Für Freital wurden am Freitag 735 aktuell positive Fälle gemeldet. Keine Kommune im Landkreis verzeichnet eine höhere Zahl. Das etwa gleichgroße Pirna hat 668 aktuell positive Fälle.

Bund soll Tests bezahlen

Im Frühjahr hatte es in Freital 2021 drei große Testzentren gegeben: im Freizeitzentrum Hains, im Bahnhof Potschappel und beim Deutschen Roten Kreuz in der alten Feilenfabrik.

Zudem boten auch Apotheken kostenlose Corona-Schnelltests an.

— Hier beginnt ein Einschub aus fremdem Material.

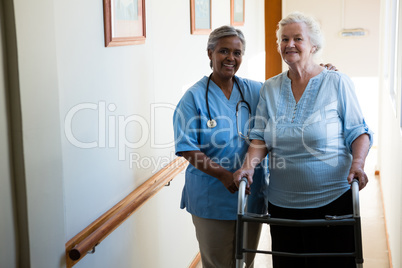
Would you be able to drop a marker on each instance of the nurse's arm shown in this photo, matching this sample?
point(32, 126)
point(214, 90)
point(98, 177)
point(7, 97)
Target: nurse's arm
point(202, 162)
point(255, 154)
point(360, 148)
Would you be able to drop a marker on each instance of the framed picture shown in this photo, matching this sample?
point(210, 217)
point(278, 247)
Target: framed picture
point(200, 16)
point(124, 22)
point(237, 12)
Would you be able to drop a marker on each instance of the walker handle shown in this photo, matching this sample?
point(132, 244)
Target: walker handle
point(355, 195)
point(242, 200)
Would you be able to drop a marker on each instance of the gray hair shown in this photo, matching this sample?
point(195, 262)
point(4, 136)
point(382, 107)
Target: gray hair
point(314, 29)
point(224, 31)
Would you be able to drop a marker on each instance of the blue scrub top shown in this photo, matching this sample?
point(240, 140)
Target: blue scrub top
point(204, 195)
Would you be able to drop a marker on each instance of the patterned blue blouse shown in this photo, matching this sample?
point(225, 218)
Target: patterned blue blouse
point(309, 142)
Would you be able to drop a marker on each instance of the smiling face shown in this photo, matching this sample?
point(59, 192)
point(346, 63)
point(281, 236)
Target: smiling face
point(226, 57)
point(295, 46)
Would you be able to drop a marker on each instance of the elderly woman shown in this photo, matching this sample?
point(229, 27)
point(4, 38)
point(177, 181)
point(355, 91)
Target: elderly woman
point(309, 120)
point(206, 134)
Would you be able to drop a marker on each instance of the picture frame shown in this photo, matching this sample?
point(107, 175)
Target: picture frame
point(200, 13)
point(124, 22)
point(237, 8)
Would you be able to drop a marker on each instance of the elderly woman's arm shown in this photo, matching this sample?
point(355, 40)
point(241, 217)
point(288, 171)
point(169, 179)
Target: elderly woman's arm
point(360, 148)
point(255, 154)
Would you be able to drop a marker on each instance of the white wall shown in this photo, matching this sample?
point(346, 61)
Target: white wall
point(74, 91)
point(8, 241)
point(390, 143)
point(356, 56)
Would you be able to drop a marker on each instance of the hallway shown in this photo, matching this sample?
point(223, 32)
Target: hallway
point(375, 251)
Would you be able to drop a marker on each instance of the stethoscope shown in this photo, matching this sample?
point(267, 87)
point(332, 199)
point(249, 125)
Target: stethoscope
point(211, 123)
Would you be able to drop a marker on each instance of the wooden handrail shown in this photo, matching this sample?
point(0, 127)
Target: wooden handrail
point(78, 246)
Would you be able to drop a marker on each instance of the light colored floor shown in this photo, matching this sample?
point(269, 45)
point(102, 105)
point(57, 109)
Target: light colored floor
point(375, 250)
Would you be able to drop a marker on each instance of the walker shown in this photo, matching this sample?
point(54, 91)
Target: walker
point(354, 220)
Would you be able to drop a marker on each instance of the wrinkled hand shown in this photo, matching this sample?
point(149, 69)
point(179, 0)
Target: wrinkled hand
point(229, 183)
point(244, 173)
point(329, 66)
point(357, 171)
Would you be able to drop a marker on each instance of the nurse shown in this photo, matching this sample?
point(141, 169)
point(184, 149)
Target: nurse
point(206, 134)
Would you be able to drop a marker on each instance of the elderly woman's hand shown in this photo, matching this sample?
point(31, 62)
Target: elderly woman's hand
point(357, 171)
point(244, 173)
point(329, 66)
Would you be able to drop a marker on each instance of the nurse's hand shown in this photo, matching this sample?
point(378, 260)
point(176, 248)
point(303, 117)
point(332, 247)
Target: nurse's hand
point(244, 173)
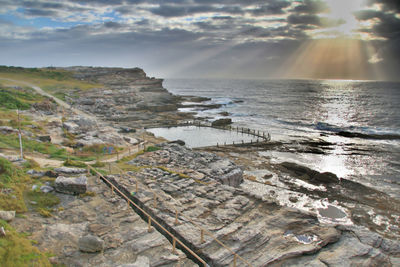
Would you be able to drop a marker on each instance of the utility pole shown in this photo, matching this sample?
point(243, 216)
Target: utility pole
point(20, 136)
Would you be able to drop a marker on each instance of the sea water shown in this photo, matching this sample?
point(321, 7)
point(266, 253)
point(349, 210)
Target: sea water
point(315, 110)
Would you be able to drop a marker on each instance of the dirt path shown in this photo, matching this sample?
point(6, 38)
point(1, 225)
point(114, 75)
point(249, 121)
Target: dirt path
point(45, 162)
point(57, 100)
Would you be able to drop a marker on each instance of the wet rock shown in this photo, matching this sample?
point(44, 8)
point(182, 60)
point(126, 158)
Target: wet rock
point(233, 178)
point(7, 215)
point(179, 142)
point(46, 189)
point(71, 185)
point(141, 261)
point(221, 122)
point(36, 174)
point(91, 244)
point(69, 170)
point(391, 247)
point(308, 174)
point(51, 174)
point(71, 127)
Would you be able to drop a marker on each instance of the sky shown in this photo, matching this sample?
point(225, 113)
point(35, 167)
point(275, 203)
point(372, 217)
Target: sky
point(319, 39)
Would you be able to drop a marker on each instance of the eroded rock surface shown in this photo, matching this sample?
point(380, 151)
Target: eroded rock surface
point(106, 217)
point(201, 165)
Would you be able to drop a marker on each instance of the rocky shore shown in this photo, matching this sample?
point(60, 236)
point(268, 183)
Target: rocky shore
point(269, 214)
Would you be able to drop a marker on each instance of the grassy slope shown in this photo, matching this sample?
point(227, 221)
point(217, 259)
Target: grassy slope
point(15, 185)
point(54, 81)
point(15, 248)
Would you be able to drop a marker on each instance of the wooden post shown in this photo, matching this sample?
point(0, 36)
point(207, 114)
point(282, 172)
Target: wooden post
point(20, 137)
point(173, 245)
point(176, 217)
point(149, 226)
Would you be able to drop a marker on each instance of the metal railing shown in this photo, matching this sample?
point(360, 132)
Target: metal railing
point(180, 215)
point(150, 219)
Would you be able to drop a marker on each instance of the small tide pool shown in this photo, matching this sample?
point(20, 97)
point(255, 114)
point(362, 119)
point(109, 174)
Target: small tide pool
point(195, 136)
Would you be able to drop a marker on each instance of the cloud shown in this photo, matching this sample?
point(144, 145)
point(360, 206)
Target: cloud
point(197, 36)
point(314, 20)
point(311, 7)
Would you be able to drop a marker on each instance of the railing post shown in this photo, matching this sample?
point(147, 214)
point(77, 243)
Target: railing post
point(176, 217)
point(149, 226)
point(173, 245)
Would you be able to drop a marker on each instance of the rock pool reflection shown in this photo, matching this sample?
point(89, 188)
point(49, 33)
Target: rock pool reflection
point(202, 136)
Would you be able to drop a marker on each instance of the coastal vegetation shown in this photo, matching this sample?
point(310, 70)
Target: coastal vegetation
point(56, 81)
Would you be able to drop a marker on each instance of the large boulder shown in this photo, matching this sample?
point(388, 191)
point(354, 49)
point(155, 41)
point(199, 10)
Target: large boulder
point(69, 170)
point(141, 261)
point(221, 122)
point(91, 244)
point(232, 178)
point(7, 215)
point(71, 185)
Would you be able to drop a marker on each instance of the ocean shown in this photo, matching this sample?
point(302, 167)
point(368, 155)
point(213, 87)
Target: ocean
point(357, 121)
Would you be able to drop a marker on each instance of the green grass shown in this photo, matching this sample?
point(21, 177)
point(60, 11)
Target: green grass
point(55, 81)
point(13, 179)
point(16, 250)
point(74, 163)
point(12, 141)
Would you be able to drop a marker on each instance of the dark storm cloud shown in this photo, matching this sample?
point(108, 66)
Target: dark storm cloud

Nachdem die Infektionszahlen im Frühsommer stark zurückgegangenen waren, verkürzten die Zentren zunächst die Öffnungszeiten und schlossen schließlich ganz. Die Apotheken blieben damit die einzige Möglichkeit, einen Schnelltest durchführen zu lassen.

Dieser ist seit Mitte Oktober auch nicht mehr kostenlos. Aufgrund der explodierenden Infektionszahlen in Deutschland soll nun der Bund die Kosten für das Testen übernehmen. Eine entsprechende Regelung wird derzeit diskutiert, ist aber noch nicht beschlossen.